Is bitset guaranteed contiguity?

Question

Swift and easy question: is std::bitset guaranteed to be contiguous in memory?

I know it abides by CopyConstructible and CopyAssignable concepts, but is it also a ContiguousContainer (or something like that) like std::vector?

Apart from padding, I'd like to make bitwise operations on structures like this:

struct tmp
{
    std::bitset<32> b;
    unsigned int    c;
};

So the contiguity of b is quite important. Of course, this leads to knowing if std::bitset is a standard layout class, so that every bitwise operation works.

Answer 1

There is no requirement in the standard for std::bitset<> to have any particular layout or bit order.

The fact that the number of bits required is specified as the template argument does imply that memory is allocated as one contiguous block (an array member). Because allocating more than one block would be more complex, less efficient and serve no useful purpose.

Nevertheless, I do not suggest or endorse accessing the internal representation of std::bitset<>.

Answer 2

There is no such guarantee. std::bitset has, in my experience, an awkward interface, so I don't see much of the point of using it in undefined ways either.

Just write your own bitset like class with the layout and storage guarantees you need.

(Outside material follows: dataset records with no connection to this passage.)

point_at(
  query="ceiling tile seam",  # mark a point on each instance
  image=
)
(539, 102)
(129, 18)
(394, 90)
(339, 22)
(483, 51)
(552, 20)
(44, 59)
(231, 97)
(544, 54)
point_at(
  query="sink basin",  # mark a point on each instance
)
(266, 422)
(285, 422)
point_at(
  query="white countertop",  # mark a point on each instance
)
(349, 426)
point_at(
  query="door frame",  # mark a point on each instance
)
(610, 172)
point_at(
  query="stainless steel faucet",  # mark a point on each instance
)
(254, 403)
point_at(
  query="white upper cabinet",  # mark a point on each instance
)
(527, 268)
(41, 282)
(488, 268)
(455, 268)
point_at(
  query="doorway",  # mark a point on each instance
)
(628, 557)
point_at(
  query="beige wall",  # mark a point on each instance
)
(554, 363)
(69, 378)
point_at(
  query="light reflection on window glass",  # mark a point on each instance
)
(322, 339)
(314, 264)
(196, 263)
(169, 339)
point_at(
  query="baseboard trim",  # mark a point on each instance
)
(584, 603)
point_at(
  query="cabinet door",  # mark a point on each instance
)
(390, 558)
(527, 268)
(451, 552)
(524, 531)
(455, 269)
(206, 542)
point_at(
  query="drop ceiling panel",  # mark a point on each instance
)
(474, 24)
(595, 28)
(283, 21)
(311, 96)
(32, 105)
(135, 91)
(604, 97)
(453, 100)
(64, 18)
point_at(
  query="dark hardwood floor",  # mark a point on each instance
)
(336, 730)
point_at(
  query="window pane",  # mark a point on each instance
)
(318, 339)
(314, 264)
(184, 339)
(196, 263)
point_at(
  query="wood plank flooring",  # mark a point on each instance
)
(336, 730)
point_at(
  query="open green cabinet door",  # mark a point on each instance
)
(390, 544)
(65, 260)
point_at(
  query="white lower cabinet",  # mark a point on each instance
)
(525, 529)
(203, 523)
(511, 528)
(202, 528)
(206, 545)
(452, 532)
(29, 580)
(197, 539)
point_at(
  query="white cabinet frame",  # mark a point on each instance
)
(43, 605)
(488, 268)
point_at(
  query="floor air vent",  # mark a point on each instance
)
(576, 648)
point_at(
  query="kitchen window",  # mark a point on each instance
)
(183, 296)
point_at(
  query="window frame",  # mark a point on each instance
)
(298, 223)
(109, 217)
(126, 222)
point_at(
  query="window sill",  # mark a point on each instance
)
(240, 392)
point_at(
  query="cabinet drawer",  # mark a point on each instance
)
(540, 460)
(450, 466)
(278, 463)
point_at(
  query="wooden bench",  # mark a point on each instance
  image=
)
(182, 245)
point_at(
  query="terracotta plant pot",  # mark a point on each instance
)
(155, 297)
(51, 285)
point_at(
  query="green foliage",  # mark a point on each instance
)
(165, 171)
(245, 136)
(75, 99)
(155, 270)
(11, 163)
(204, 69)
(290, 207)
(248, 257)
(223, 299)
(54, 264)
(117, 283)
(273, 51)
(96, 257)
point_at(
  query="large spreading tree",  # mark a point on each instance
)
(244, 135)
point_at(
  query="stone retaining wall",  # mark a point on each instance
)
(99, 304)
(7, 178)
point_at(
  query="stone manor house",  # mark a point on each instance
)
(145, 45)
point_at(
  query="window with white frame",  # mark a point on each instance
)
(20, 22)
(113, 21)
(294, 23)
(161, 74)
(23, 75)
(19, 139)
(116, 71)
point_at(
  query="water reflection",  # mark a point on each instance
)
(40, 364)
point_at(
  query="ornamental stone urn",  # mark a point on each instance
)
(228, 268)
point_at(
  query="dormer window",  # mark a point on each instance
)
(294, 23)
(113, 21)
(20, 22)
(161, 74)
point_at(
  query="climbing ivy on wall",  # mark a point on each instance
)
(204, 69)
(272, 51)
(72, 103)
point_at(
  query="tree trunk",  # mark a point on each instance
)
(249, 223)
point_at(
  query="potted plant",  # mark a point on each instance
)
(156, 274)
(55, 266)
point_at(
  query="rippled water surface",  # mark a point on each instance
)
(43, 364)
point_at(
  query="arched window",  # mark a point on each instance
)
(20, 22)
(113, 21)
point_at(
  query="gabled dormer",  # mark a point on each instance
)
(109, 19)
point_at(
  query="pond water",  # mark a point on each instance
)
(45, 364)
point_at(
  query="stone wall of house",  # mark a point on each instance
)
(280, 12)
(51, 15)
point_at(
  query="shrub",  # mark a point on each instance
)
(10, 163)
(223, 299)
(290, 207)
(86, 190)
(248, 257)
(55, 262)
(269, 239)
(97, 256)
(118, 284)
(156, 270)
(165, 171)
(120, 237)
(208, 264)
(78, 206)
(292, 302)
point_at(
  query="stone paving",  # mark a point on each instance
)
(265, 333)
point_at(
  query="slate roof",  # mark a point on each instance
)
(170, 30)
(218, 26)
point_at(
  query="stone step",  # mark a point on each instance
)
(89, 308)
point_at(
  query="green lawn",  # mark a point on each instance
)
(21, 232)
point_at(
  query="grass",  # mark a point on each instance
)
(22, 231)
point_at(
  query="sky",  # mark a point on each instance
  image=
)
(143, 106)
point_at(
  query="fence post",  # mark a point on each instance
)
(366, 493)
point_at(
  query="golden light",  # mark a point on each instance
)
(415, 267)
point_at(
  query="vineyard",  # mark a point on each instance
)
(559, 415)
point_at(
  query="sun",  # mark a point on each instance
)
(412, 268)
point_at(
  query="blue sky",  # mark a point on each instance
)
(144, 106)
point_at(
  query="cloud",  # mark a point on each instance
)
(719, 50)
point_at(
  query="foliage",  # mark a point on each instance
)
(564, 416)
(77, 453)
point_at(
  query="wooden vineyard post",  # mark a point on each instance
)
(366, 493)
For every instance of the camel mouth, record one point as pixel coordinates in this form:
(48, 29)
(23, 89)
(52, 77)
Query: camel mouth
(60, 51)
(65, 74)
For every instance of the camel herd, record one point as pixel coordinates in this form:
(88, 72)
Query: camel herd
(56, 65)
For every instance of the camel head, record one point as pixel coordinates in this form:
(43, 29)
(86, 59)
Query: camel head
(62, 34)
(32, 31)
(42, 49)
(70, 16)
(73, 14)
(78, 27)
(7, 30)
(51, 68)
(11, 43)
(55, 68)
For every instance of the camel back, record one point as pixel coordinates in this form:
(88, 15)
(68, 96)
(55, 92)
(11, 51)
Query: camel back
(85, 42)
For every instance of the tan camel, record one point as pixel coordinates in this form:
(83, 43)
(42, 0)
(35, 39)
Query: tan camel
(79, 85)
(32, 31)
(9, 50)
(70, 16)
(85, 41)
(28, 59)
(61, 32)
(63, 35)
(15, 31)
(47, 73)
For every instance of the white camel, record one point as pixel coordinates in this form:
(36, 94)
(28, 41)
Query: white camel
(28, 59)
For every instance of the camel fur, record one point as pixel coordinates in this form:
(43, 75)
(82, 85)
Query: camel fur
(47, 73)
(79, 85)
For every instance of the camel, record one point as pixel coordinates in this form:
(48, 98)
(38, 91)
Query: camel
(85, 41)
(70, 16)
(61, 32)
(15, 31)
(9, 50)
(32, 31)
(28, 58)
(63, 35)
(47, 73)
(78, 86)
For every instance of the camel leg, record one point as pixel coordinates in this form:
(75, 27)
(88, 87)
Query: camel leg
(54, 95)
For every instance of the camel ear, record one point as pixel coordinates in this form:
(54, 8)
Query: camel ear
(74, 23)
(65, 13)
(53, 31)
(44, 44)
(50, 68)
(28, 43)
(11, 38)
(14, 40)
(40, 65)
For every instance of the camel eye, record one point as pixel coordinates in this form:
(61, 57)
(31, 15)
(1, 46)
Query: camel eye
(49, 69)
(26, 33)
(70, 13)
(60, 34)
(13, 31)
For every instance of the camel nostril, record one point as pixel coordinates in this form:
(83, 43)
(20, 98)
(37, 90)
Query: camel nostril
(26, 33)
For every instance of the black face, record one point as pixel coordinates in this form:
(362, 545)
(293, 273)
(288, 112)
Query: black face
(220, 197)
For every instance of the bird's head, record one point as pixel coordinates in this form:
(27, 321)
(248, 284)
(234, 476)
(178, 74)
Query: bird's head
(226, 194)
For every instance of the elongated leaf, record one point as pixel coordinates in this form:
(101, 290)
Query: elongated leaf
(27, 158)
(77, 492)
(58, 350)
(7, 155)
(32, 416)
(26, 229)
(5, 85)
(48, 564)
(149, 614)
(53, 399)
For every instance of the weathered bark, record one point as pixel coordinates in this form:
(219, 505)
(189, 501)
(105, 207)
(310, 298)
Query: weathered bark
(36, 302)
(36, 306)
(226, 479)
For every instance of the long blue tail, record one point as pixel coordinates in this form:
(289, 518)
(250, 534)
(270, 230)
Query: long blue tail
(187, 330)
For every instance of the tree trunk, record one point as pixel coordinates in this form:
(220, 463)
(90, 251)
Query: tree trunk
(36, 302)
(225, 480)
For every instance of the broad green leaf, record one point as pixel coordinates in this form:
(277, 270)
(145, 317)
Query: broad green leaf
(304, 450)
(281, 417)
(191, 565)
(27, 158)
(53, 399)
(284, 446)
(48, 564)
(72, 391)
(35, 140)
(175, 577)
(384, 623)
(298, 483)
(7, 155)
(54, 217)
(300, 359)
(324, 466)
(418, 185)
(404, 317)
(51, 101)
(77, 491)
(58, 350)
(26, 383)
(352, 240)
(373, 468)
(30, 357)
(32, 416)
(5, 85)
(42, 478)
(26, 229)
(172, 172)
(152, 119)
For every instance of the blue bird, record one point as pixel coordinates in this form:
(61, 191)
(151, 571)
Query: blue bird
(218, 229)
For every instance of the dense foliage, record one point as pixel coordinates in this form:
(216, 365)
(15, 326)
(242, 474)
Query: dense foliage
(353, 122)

Personally, I'd enjoy it. And I don't find the bitset interface (especially construction/serialization/deserialization) particularly good, so I wouldn't even feel guilty. (I guess writing an efficient count, any, all and none is a bit of work, but everything else is trivial. And if you are writing assembly instructions/using SSE intrinstics, you might be able to match/exceed your compiler's implementation anyhow)